Tag Archives: peter wilmshurst

Comedy stars stage benefit gig for libel reform

Comedians, scientists and politicians will joins forces to stage a West End show aimed at speaking out against UK libel laws.

The Big Libel Gig will take place at London’s Palace Theatre on Sunday, 14 March 2010.

Hosting the gig will be comedian Robin Ince, co-creator of the event alongside science writer Simon Singh. As previously reported on Journalism.co.uk, Singh is currently facing libel charges brought by the British Chiropractic Association.

Singh has been granted leave to appeal Mr Justice Eady’s intial ruling, and the appeal will take place on 22 February.

In a press release about the event, Singh says: “Peter Wilmshurst, Ben Goldacre and I will talk about being sued for libel. Peter is being sued for raising concerns about a heart device. He faces bankruptcy by coming up against our draconian libel laws. We are all put at risk if doctors and scientists are scared to speak out because of English libel laws.”

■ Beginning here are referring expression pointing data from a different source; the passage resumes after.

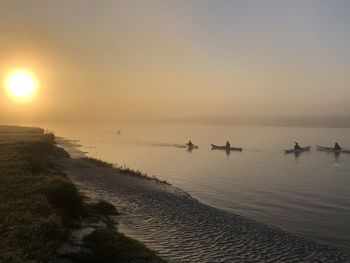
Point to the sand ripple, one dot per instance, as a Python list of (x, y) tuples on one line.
[(182, 229)]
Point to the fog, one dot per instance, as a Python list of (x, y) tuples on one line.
[(178, 60)]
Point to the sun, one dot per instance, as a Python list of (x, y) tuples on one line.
[(22, 85)]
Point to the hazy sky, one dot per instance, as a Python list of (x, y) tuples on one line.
[(114, 59)]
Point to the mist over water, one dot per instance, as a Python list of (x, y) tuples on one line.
[(305, 194)]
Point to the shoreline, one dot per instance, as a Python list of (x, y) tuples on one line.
[(43, 216), (168, 219), (165, 218)]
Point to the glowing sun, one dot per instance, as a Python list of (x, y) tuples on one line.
[(22, 85)]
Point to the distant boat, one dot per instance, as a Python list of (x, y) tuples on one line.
[(192, 146), (302, 149), (225, 148), (330, 149)]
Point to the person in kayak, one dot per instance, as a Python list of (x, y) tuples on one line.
[(337, 146), (190, 144), (297, 146)]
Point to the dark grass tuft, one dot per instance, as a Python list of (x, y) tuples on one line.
[(102, 208), (107, 245), (97, 162)]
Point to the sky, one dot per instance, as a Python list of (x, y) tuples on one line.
[(160, 59)]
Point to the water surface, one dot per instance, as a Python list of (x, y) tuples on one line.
[(306, 194)]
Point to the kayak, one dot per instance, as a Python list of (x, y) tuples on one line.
[(330, 149), (302, 149), (216, 147), (192, 146)]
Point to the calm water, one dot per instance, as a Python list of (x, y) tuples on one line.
[(307, 195)]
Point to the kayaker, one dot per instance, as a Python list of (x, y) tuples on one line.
[(297, 146), (190, 144), (337, 146)]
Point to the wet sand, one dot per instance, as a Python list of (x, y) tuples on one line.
[(182, 229)]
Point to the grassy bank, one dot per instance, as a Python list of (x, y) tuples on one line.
[(39, 206)]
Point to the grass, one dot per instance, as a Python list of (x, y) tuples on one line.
[(39, 205), (107, 245)]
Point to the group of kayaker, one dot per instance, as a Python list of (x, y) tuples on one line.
[(296, 146), (191, 145), (336, 146)]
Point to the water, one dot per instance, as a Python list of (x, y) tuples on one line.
[(307, 194)]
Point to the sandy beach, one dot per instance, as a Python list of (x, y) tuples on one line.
[(181, 229)]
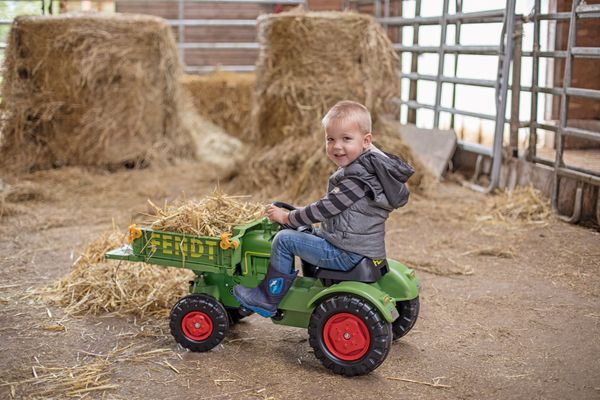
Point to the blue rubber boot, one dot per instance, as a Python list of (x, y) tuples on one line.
[(265, 298)]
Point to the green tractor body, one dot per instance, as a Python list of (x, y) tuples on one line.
[(221, 263)]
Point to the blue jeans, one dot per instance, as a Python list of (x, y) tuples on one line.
[(310, 248)]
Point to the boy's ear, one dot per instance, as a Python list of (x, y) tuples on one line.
[(367, 139)]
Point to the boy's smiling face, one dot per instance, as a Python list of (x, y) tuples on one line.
[(345, 142)]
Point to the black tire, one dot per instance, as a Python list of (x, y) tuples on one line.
[(198, 322), (409, 312), (347, 317)]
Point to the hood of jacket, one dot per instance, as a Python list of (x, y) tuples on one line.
[(391, 172)]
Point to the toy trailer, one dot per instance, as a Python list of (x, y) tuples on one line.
[(352, 317)]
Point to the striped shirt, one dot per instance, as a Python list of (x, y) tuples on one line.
[(348, 192)]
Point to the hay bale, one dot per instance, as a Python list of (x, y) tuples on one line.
[(91, 89), (301, 73), (224, 98), (310, 61)]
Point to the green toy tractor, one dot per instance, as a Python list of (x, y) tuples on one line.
[(352, 317)]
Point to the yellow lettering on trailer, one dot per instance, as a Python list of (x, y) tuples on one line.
[(182, 245), (167, 246), (211, 249), (196, 248), (155, 240)]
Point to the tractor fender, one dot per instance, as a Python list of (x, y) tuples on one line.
[(400, 282), (384, 303)]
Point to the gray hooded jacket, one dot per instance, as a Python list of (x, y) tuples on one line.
[(361, 227)]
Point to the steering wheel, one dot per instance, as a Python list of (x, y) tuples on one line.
[(289, 207)]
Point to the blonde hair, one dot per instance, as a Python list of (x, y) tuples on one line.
[(347, 110)]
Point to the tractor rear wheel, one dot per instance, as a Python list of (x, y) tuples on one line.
[(349, 335), (409, 312), (198, 322)]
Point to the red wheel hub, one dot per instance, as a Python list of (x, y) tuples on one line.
[(196, 325), (346, 336)]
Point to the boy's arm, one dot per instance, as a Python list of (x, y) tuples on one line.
[(348, 192)]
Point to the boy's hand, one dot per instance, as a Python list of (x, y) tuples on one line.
[(278, 215)]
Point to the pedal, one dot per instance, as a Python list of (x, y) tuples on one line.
[(244, 312), (278, 315)]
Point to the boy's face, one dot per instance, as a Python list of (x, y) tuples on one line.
[(345, 142)]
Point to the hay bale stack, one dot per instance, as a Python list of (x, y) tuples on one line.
[(310, 61), (224, 98), (307, 63), (91, 89)]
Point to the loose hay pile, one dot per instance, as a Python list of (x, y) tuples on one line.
[(523, 204), (96, 285), (91, 89), (224, 98), (11, 196), (308, 62), (211, 216)]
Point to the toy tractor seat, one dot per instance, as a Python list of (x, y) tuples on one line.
[(367, 271)]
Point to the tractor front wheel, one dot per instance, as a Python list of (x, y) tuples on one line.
[(198, 322), (349, 335)]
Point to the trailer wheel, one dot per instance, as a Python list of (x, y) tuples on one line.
[(198, 322), (409, 312), (349, 335)]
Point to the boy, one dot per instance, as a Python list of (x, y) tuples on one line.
[(366, 187)]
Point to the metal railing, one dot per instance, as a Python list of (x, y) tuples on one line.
[(579, 10), (504, 52)]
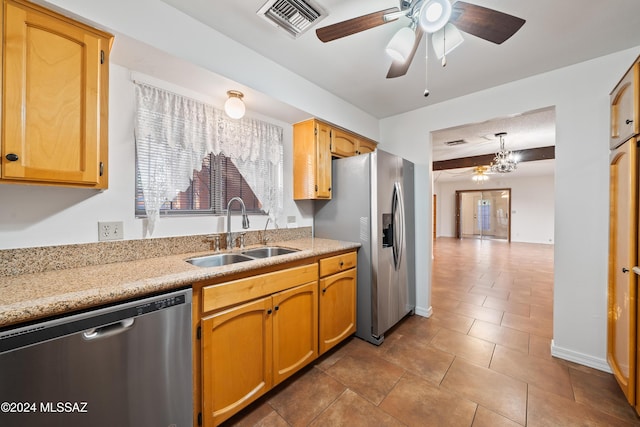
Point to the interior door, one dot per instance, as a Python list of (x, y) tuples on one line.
[(622, 310)]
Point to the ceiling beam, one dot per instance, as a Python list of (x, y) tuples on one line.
[(528, 155)]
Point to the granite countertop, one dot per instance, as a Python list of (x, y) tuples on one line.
[(34, 296)]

The gig will conclude Libel Reform Week, which according to its organisers the Coalition for Libel Reform aims to “urge political parties to commit to major reforms before the election”.

The coalition – which will receive all funds raised by the Big Libel Gig – was established by the charities Index on Censorship, English PEN and Sense About Science.

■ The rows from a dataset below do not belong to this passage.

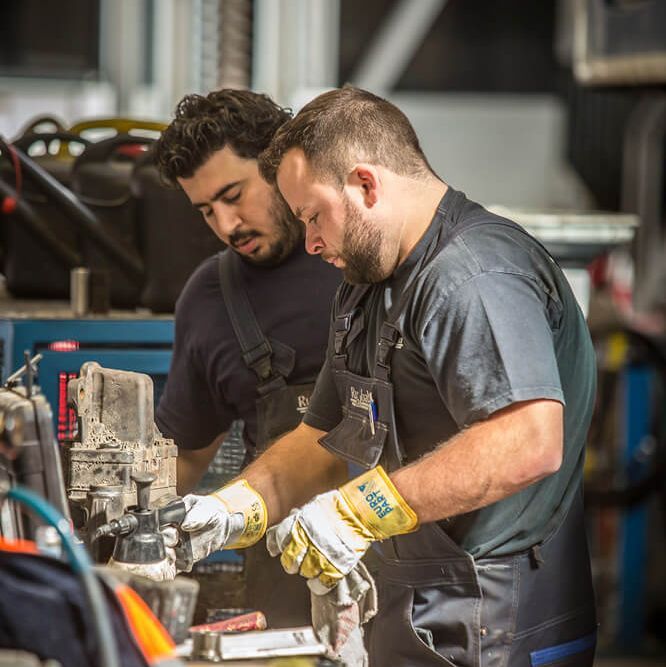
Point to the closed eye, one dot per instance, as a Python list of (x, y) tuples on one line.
[(233, 199)]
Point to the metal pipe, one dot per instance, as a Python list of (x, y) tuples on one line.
[(81, 215), (40, 229), (395, 44)]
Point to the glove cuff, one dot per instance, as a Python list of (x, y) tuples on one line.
[(239, 498), (379, 505)]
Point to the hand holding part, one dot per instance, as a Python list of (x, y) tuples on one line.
[(327, 537), (231, 517)]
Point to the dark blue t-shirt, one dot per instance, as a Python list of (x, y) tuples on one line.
[(209, 386), (490, 320)]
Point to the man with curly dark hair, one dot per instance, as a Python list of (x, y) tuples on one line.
[(252, 322)]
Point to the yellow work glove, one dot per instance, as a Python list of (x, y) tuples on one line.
[(327, 537), (230, 518)]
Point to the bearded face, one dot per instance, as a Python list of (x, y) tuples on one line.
[(363, 251), (287, 233)]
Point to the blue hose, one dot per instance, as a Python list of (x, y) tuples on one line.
[(82, 565)]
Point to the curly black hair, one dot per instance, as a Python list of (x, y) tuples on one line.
[(243, 120)]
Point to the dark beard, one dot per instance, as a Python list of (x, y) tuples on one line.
[(289, 233), (361, 249)]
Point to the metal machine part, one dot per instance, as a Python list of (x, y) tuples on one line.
[(137, 533), (117, 438)]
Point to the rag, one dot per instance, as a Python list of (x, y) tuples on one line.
[(338, 614)]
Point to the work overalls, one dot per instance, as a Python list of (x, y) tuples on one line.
[(280, 406), (437, 605)]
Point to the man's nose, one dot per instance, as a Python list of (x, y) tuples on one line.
[(313, 242), (226, 219)]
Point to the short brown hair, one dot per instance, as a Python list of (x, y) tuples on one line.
[(203, 125), (344, 126)]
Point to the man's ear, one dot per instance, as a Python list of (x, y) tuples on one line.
[(364, 179)]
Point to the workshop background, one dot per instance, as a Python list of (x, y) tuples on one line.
[(554, 111)]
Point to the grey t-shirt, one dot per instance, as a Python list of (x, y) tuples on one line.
[(490, 320)]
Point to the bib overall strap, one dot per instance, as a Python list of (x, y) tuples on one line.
[(255, 348), (351, 316), (388, 337)]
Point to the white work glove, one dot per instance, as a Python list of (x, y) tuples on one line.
[(231, 517), (327, 537), (209, 525)]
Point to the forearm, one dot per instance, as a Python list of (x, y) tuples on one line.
[(294, 469), (489, 461), (193, 463)]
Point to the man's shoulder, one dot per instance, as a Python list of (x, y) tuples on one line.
[(201, 287)]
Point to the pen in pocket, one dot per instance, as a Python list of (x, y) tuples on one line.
[(372, 415)]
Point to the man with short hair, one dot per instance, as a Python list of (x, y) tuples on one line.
[(251, 323), (459, 381)]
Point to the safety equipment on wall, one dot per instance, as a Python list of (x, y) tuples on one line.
[(327, 537)]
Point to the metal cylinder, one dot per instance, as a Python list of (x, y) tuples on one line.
[(79, 292), (206, 646)]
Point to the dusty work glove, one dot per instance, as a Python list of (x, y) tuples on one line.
[(327, 537), (338, 614), (230, 518)]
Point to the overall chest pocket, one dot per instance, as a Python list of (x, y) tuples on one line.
[(357, 439)]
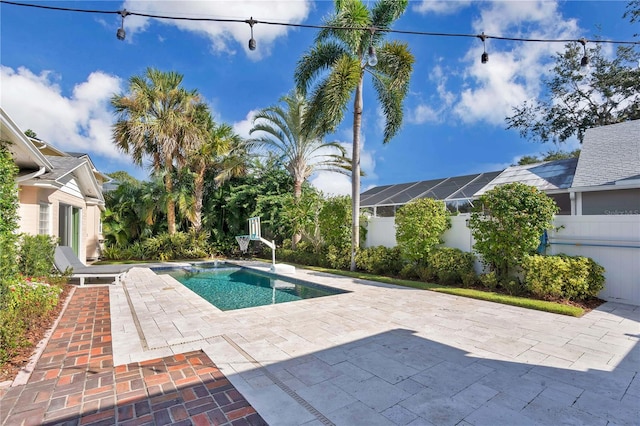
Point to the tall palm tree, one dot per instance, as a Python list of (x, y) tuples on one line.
[(156, 119), (220, 154), (299, 145), (335, 67)]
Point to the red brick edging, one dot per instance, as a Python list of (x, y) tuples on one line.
[(75, 383)]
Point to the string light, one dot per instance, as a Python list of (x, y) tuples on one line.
[(252, 22), (121, 34), (252, 41), (484, 58), (372, 60), (584, 62)]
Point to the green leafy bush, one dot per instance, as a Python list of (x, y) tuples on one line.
[(507, 223), (35, 257), (450, 265), (24, 302), (568, 277), (338, 258), (380, 260), (489, 280), (419, 227), (8, 214)]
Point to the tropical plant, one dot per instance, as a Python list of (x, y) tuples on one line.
[(221, 154), (419, 228), (343, 52), (298, 145), (607, 93), (157, 119), (8, 215), (507, 223), (134, 210)]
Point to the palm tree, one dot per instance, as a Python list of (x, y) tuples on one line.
[(220, 153), (299, 145), (156, 119), (337, 64)]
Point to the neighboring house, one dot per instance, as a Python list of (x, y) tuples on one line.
[(604, 180), (59, 194), (607, 179)]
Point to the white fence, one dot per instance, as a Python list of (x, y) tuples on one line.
[(612, 241)]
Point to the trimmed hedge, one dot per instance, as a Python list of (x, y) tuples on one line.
[(568, 277)]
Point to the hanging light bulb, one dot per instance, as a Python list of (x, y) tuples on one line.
[(252, 41), (584, 62), (484, 58), (372, 58), (121, 34)]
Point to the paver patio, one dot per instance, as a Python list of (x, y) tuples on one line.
[(377, 355)]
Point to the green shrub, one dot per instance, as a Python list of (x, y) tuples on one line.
[(338, 258), (419, 227), (180, 245), (507, 222), (449, 265), (409, 271), (380, 260), (568, 277), (489, 280), (35, 257), (8, 214), (23, 304)]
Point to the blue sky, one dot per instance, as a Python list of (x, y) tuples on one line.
[(59, 70)]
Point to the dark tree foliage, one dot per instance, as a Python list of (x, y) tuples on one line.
[(549, 156), (577, 99)]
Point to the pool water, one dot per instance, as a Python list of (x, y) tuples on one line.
[(236, 288)]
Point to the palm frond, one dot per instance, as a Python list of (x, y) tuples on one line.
[(313, 63)]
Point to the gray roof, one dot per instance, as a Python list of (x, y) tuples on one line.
[(547, 176), (453, 188), (61, 166), (609, 154)]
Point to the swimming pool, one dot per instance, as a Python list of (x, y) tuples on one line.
[(231, 287)]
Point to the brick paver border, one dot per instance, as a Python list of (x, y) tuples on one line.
[(75, 382)]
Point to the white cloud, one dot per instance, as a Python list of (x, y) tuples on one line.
[(243, 127), (224, 35), (440, 6), (513, 73), (426, 113), (332, 183), (79, 122)]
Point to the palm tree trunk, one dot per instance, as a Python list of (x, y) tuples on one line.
[(199, 195), (355, 174), (171, 204), (297, 194)]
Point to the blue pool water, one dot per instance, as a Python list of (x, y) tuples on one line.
[(230, 288)]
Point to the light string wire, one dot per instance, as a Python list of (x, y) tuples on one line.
[(251, 21)]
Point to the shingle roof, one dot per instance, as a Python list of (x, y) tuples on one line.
[(609, 154), (547, 176), (61, 166)]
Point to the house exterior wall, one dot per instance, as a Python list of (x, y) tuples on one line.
[(28, 210), (93, 235), (620, 202), (30, 198), (612, 241)]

The confirmed line-up includes Dara Ó Briain, Tim Minchin, Marcus Brigstocke, Robin Ince, Ed Byrne, Shappi Khorsandi and Professor Brian Cox.

Tickets are now on sale on Seetickets.com.

Mark Lewis: Libel law’s ‘killing effect’

Mark Lewis, the solicitor-advocate in Manchester who currently represents Dr Peter Wilmshurst (see background here),  has written an excellent piece on the need for libel reform, in the Solicitors’ Journal. “When the law is so bad that it leaves you speechless it needs changing,” he writes.

The law of defamation is expensive to pursue and even dearer to defend. The stress, time and financial cost of a libel case stop people speaking out. Libel law is simple currently: a rich claimant trumps a poor defendant. Newspapers worry about the ‘chilling effect’ of libel – investigative journalism is hampered as a result of lawyers for the press advising their clients to err on the side of caution.

At least it’s not a matter of life or death. Well, it is now. The chilling effect turned into the ‘killing effect’ when claimants realised that a well-drafted claim form is likely to have the effect of silencing an individual who attacks medical products or procedures.